His schemes allegedly included replacing top TV and radio executives with surgically created doubles who proceed to destroy their reputations by wrecking their stations’ ratings, whilst the originals were horribly tortured in the Evans’ cellar – their eyes pinned open whilst they were forced to watch endless reruns of Evans fawning over celebrity guests on his TV show. Several media pundits believe that this could explain Virgin Radio’s plummeting audience share. Perhaps the most fiendish weapon in Evans’ armoury was his child bride Billie Piper. Following an overdose of botox during a cosmetic procedure to enhance her lips, it is alleged that the former teen singing sensation’s kiss is became truly venomous. “Apparently he used to send her out to seduce and tantalise his enemies before giving them her kiss of death,” says Arnie Ripwick, who worked as a clerk at the solicitors that represented Piper during her divorce, before he was sacked for selling confidential information about high profile clients to the tabloids. DJ Steve Penk – who replaced Evans at Virgin – was reportedly left gasping and semi-paralysed after a full-on snog from the sex siren of death. Although doctors were able to treat him with anti-venom in the nick of time, Penk never fully recovered and was forced to step down from his Virgin show.

Hawick believes that Evans’ Fu Manchu delusion is the most extreme case of celebrity madness the media has completely made up since they reported that1980’s pop sensation Adam Ant had flipped his lid and terrorised London in the guise of an outlaw.
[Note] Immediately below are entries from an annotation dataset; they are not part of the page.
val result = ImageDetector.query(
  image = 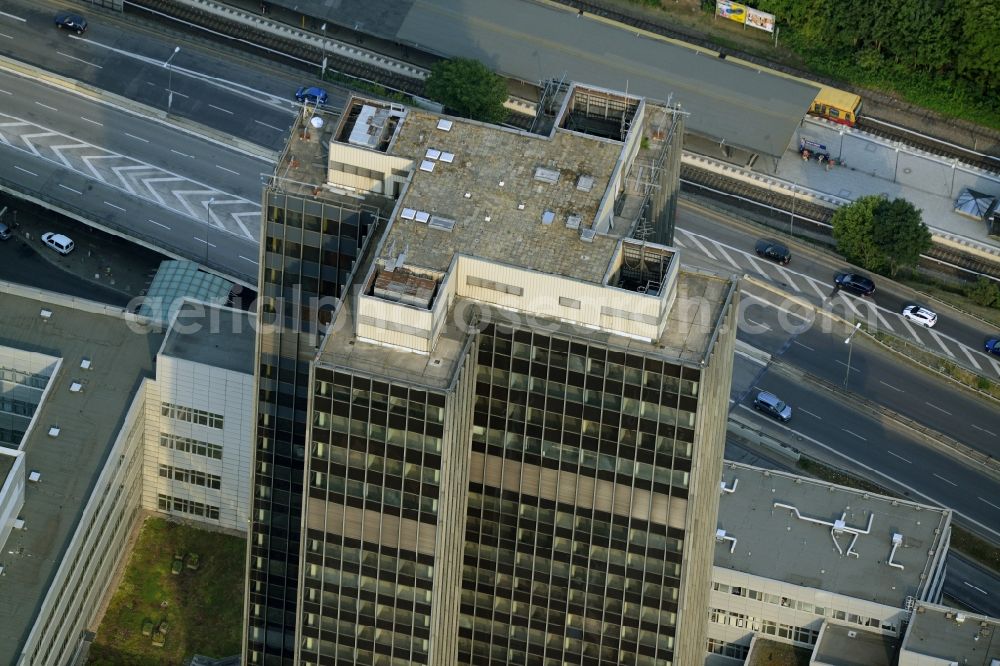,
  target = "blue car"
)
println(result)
[295,86,328,104]
[56,12,87,35]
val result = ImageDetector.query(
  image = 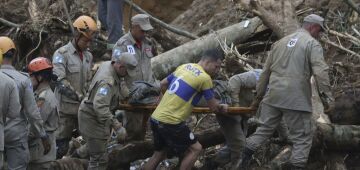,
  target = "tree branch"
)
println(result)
[125,0,199,40]
[344,0,360,14]
[321,39,360,59]
[0,18,21,28]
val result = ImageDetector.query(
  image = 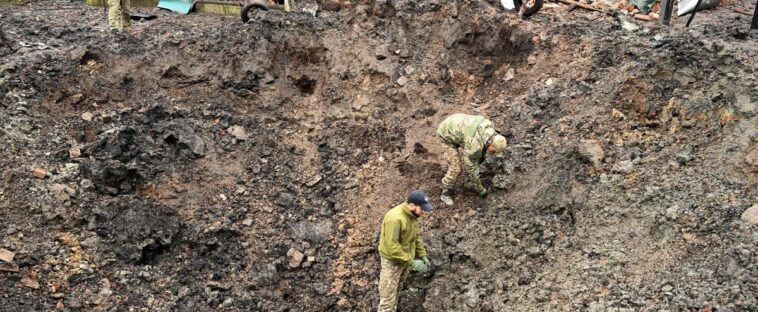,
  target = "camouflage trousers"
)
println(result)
[108,0,132,30]
[442,145,462,190]
[378,256,408,312]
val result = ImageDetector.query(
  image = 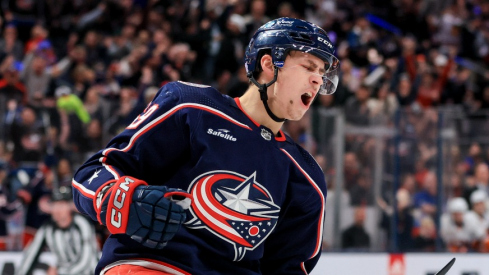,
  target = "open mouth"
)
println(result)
[301,92,312,106]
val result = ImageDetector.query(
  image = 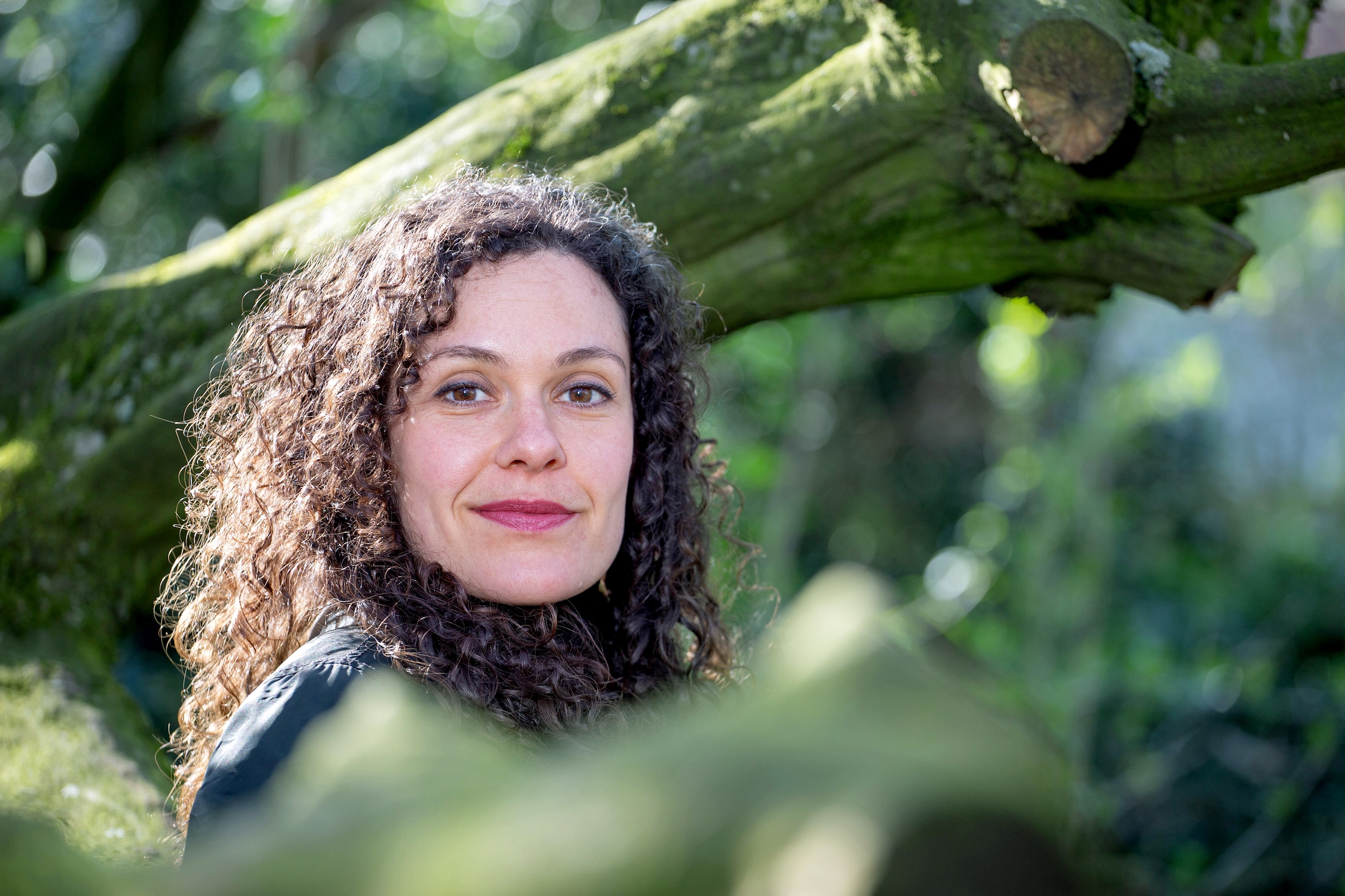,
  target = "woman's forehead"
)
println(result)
[421,251,630,367]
He was finally apprehended, it was alleged, when, wearing a tri-cornered hat, thigh-length riding boots, a mask and brandishing a flintlock pistol, he burst into a London pub and attempted to rob startled drinkers. Declaring that he was “a dandy highwayman”, he proceeded to tell astonished customers to “stand and deliver – your money or your life” before taking their valuables. Only two weeks earlier, tabloids reported, the former Adam and the Ants front man – dressed as a pirate – had terrorised a Thames pleasure cruiser full of sightseers – forcing two Japanese tourists to walk the plank at sword point. “The reality is that instances of actual celebrity madness, with a star going completely bonkers and being sectioned under the Mental Health Act, are actually quite rare,” opines Hawick. “However, ‘Minor celebrity gets drunk and throws up before sleeping it off on a park bench’, isn’t the kind of sensational headline which boosts circulation, whereas ‘Meths drinking binge sends top star mental – found sleeping rough in own filth’ probably will. Craziness sells papers.” Hawick has no doubt that, despite the recent vilification of much of the UK press’s treatment of celebrities’ private lives in the wake of the phone hacking scandal, we haven’t seen the end of celebrity insanity stories. “It’s just a matter of time before they succumb to temptation,” he says. “My money is on Adrian Chiles being their next victim, following his high-profile sacking from Daybreak – I’ve no doubt we’ll soon be seeing headlines about him exposing himself in public parks and stealing women’s underwear.”